Dennis Zheleznyak
2014-07-13 08:54:38 UTC
Hi All,
Recently we've upgraded our storage system with more network cards so all
the nodes in the cluster can see it. Since then, we tried running the
command:
sbatch –n <no_of_cores> -C[rack1|rack2|rack3] –c<no_of_cores> <script>
However, when the job is queued, the other jobs that I'm trying to send (to
other nodes and features) using a normal sbatch command without a
constraint is being queued as well even though there are free resources.
When canceling the job with the -C options, jobs are queued and executed
properly, it only happens when I send the job with the -C first.
Why is this happening and how can I resolve it?
Part of slurm.conf:
Slurm Configuration:
# SCHEDULING
FastSchedule=0
SchedulerType=sched/backfill
SchedulerPort=7321
SelectType=select/cons_res
SelectTypeParameters=CR_Core_Memory
#
#
# JOB PRIORITY
PriorityType=priority/basic
#
# JOB PREEMPTION (optional)
PreemptMode=requeue
PreemptType=preempt/partition_prio
*Node Configuration:*
#rack1
NodeName=hnmp[106-164] NodeAddr=X.X.X.[106-164] Sockets=2 CoresPerSocket=4
ThreadsPerCore=1 RealMemory=1 State=UNKNOWN Feature="par,rack1"
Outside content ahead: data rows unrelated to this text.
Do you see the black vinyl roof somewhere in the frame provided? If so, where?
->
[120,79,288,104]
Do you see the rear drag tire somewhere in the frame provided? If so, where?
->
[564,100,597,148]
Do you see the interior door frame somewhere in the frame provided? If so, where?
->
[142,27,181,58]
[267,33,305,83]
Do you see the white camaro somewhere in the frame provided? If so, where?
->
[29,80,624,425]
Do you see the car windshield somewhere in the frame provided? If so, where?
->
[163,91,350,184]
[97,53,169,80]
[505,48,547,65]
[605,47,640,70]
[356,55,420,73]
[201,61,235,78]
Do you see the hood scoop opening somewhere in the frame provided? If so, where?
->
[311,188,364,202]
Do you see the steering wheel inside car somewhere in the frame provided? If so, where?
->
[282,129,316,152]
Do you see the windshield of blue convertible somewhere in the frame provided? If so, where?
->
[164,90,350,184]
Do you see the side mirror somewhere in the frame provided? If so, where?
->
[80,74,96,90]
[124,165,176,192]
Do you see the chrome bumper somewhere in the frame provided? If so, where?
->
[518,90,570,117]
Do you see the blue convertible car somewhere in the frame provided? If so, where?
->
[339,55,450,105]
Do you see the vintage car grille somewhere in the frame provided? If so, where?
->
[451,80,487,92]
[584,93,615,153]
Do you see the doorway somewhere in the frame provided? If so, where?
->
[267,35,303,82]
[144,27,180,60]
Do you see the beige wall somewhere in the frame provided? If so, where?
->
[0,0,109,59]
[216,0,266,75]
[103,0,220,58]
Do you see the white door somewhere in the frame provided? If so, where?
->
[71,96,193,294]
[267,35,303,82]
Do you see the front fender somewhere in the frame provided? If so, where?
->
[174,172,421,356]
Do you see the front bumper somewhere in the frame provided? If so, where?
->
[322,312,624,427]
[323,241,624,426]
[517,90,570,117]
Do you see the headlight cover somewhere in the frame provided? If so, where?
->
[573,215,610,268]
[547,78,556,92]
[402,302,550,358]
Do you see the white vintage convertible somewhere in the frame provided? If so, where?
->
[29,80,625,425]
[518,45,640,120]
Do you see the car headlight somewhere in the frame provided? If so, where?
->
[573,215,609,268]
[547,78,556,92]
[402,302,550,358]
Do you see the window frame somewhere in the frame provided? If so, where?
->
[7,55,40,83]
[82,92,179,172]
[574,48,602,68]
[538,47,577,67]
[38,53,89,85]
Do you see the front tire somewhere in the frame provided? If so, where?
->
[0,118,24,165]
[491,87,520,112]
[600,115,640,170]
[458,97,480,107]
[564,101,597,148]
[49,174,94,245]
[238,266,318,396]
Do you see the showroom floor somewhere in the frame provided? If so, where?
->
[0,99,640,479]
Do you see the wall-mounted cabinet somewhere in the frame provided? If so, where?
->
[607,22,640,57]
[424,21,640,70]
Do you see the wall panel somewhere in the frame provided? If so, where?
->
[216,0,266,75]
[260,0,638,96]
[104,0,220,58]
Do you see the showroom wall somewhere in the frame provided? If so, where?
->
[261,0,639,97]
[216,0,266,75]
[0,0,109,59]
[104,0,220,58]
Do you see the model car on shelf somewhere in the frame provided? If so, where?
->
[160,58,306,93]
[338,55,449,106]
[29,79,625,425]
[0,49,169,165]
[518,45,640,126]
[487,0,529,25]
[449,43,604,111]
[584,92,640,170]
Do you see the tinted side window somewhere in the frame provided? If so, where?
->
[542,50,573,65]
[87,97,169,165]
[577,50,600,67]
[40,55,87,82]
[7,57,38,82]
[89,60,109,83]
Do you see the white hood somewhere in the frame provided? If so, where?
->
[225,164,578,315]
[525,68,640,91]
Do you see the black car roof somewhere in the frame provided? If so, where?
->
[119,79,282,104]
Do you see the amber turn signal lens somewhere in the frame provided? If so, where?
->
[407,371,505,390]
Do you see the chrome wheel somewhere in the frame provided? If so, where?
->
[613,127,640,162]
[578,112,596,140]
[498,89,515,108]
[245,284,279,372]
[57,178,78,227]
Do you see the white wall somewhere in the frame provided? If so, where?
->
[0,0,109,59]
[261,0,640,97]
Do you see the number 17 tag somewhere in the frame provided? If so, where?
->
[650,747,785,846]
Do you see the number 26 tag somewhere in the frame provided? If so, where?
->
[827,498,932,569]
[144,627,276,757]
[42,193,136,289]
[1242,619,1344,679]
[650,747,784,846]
NodeName=hnmp[101-105] NodeAddr=X.X.X.[101-105] Sockets=2 CoresPerSocket=4
ThreadsPerCore=1 RealMemory=1 State=UNKNOWN Feature="pls"
#
#rack2
NodeName=hnmp[27-80] NodeAddr=X.X.X.[27-80] Procs=12 RealMemory=1
State=UNKNOWN Feature="par,rack2"
#
#rack3
NodeName=hnmp[5001-5056] NodeAddr=X.X.X.[1-56] Procs=16 RealMemory=1
State=UNKNOWN Feature="par,rack3"
#rack4
NodeName=hnmp[5057-5100] NodeAddr=X.X.X.[57-100] Procs=16 RealMemory=1
State=UNKNOWN Feature="par,rack4"
*Partitions Properties:*
#Partitions
#
# priority partitions
#
PartitionName=low Nodes=hnmp[106-164] Default=NO MaxTime=INFINITE State=UP
Shared=NO Priority=10 PreemptMode=requeue
PartitionName=hi Nodes=hnmp[106-164] Default=NO MaxTime=INFINITE State=UP
Shared=NO Priority=30 PreemptMode=off
PartitionName=med Nodes=hnmp[106-164] Default=NO MaxTime=INFINITE State=UP
Shared=NO Priority=20 PreemptMode=off
# lsdyna partiton
PartitionName=lsall Nodes=hnmp[05-07,09-16] Default=NO MaxTime=INFINITE
State=UP Shared=NO Priority=10 PreemptMode=off
# Default partition
#
PartitionName=hnm
Nodes=hnmp[01-16,18-26,101-164,27-80,165-176,181-196,5001-5100] Default=YES
MaxTime=INFINITE State=UP Shared=NO Priority=20 PreemptMode=off
# Backfill partition
#
PartitionName=hpc Nodes=hnmp[101-164,27-80,5001-5100] MaxTime=7-0 State=UP
Shared=NO Priority=20 PreemptMode=off
Recently we've upgraded our storage system with more network cards so all
the nodes in the cluster can see it. Since then, we tried running the
command:
sbatch –n <no_of_cores> -C[rack1|rack2|rack3] –c<no_of_cores> <script>
However, when the job is queued, the other jobs that I'm trying to send (to
other nodes and features) using a normal sbatch command without a
constraint is being queued as well even though there are free resources.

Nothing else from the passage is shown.